Home Loan Guaranty Amount
Section 3703(a)(1) of Title 38, United States Code, is amended to provide that for any loan closed between 10 October 2008 and 31 December 2011 (except in Alaska, Guam, Hawaii, and the U.S. Virgin Islands), the maximum loan guaranty amount will be the greater of twenty-five (25%) percent of (a) $417,000 or (b) 125 percent of the area median price for a single-family residence, but in no case to exceed 175 percent of the limitation determined under section 305(a)(2) for the calendar year in which the loan is originated. This equates to a maximum loan amount of $1,094,625 (in January 2009).

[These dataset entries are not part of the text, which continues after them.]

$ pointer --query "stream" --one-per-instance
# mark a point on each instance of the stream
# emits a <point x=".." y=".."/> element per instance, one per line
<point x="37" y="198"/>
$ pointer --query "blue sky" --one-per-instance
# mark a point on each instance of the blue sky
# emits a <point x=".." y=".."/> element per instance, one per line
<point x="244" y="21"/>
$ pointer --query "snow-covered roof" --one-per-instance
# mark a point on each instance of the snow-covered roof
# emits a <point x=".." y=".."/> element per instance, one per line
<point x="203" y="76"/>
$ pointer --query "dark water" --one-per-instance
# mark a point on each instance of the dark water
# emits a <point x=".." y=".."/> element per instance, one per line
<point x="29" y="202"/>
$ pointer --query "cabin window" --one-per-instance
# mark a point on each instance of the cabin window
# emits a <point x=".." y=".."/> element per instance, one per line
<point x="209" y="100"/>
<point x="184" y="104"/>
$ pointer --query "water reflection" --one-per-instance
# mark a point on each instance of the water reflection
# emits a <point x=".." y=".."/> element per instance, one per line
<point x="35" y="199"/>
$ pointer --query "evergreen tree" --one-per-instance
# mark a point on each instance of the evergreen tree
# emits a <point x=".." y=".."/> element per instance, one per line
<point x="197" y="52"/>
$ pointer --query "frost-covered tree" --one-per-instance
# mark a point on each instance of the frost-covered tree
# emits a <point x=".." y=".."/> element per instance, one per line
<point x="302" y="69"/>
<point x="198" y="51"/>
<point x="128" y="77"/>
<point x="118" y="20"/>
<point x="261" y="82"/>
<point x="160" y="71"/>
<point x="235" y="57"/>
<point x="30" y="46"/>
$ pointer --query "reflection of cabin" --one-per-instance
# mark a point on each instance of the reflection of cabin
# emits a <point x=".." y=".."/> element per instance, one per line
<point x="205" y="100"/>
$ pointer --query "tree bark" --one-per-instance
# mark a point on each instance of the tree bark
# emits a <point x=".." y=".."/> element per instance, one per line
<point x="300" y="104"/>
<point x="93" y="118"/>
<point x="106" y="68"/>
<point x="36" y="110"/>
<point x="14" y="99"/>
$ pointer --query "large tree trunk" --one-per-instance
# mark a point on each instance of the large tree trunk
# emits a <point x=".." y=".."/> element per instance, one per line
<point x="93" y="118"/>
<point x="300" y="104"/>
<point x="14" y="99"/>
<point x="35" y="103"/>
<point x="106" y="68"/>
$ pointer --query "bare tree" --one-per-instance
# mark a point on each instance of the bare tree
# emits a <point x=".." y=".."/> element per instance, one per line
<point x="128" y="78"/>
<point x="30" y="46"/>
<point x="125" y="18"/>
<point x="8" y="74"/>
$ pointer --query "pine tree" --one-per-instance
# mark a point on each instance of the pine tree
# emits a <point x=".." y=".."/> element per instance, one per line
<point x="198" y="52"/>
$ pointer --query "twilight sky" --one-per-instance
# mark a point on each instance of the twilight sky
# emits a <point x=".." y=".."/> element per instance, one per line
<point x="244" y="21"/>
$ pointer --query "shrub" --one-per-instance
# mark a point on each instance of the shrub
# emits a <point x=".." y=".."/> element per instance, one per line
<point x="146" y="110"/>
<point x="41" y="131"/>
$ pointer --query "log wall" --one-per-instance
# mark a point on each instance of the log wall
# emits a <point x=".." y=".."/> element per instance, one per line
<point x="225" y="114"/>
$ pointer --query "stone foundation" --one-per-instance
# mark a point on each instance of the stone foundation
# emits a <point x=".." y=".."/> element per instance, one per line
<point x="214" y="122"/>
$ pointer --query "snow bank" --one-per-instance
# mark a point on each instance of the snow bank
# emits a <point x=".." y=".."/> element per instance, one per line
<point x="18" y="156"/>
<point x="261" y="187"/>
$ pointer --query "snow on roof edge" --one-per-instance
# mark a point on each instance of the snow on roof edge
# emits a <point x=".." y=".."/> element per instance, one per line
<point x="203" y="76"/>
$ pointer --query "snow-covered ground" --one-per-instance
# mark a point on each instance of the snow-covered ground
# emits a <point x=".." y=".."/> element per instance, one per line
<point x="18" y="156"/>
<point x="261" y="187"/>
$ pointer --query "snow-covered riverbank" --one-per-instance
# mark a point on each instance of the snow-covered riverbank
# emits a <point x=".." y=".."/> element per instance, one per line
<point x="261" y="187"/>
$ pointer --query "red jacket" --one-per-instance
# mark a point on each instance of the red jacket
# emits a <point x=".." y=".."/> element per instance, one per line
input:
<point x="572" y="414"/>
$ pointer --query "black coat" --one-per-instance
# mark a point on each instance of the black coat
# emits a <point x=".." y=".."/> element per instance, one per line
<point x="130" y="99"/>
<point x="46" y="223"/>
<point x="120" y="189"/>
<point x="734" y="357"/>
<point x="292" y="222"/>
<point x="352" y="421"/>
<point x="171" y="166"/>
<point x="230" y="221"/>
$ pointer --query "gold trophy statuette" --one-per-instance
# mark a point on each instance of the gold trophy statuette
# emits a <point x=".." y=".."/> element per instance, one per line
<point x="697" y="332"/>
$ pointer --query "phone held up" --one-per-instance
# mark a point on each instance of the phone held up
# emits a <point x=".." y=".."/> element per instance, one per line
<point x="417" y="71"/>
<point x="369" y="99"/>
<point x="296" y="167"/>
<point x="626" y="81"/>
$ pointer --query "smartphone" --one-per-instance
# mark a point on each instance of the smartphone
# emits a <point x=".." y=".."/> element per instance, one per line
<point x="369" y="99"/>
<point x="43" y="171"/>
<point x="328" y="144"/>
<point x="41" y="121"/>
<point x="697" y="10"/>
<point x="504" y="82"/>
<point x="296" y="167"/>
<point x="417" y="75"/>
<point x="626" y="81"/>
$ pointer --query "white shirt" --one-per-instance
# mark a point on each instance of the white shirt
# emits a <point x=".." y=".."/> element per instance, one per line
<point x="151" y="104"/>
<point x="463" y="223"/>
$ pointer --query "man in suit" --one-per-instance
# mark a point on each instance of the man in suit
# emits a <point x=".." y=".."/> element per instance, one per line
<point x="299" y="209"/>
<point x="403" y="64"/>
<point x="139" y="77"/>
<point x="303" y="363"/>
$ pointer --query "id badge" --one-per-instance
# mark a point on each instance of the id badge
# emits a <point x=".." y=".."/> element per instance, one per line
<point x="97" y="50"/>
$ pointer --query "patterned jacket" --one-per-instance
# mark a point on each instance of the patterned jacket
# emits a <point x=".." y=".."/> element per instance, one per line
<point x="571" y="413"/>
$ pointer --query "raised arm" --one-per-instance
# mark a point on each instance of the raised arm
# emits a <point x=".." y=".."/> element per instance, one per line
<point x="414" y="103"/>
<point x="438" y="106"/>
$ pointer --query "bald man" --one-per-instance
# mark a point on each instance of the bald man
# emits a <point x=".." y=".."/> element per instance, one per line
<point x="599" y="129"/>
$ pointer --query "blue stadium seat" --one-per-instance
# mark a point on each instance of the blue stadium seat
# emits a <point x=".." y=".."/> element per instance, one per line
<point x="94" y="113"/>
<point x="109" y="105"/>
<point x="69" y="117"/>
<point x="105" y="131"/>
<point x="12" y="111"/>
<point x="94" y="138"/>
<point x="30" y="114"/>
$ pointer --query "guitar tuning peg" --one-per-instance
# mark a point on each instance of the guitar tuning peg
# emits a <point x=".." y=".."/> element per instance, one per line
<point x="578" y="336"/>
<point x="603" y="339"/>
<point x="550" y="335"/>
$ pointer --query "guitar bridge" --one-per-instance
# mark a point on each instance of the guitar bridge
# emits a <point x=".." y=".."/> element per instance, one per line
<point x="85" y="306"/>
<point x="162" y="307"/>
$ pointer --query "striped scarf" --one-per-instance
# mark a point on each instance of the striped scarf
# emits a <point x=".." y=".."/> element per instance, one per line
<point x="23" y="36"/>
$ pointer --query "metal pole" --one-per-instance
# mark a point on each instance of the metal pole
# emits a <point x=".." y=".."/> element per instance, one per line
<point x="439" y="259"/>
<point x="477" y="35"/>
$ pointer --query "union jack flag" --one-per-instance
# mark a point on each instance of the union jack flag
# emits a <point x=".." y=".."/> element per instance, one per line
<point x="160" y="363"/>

In Alaska, Guam, Hawaii, and the U.S. Virgin Islands, the maximum loan guaranty amount will be the greater of twenty-five (25%) percent of (a) $625,500 or (b) 125 percent of the area median price for a single-family residence. This equates to a maximum loan amount of $1,641,937.50 (in January 2009).
The new law also reduces the loan origination fee for home loans to one (1%) percent of the loan value. The maximum loan guaranty amounts will be adjusted annually. In addition, the loan guarantee amount will be reduced by any previously used entitlement that has not been restored.
Home Loan Refinancing
Section 3710(b)(8) of Title 38, United States Code, is amended by increasing to one hundred (100%) percent (up from ninety (90%) percent) the maximum refinanced loan guaranty amount. This will allow home loan refinancing up to $417,000 in most locations, and up to $729,750 in high-cost areas. The amendment also eliminates the loan origination fee for refinancing. All other VA loan program requirements will remain the same.
Extension of Adjustable Rate Loan Guaranty Programs
Section 3707 of Title 38, United States Code, is amended by extending the Adjustable Rate Mortgage (“ARM”) and Hybrid Adjustable Rate Mortgage (“HARM”) programs through 30 September 2012 (the program had expired on 30 September 2008). All VA program requirements related to ARMs and HARMs will remain in effect.
The ARM and HARM programs originated in 1993 as a demonstration project. The program’s interest rate adjustment provisions: (1) correspond to a national interest rate index; (2) adjust the monthly payment on an annual basis; (3) are limited to a single annual interest rate adjustment (with a maximum increase or decrease of one (1%) percentage point; and (4) are limited, over the term of the mortgage, to a maximum increase of five (5%) percentage points above the initial contract interest rate.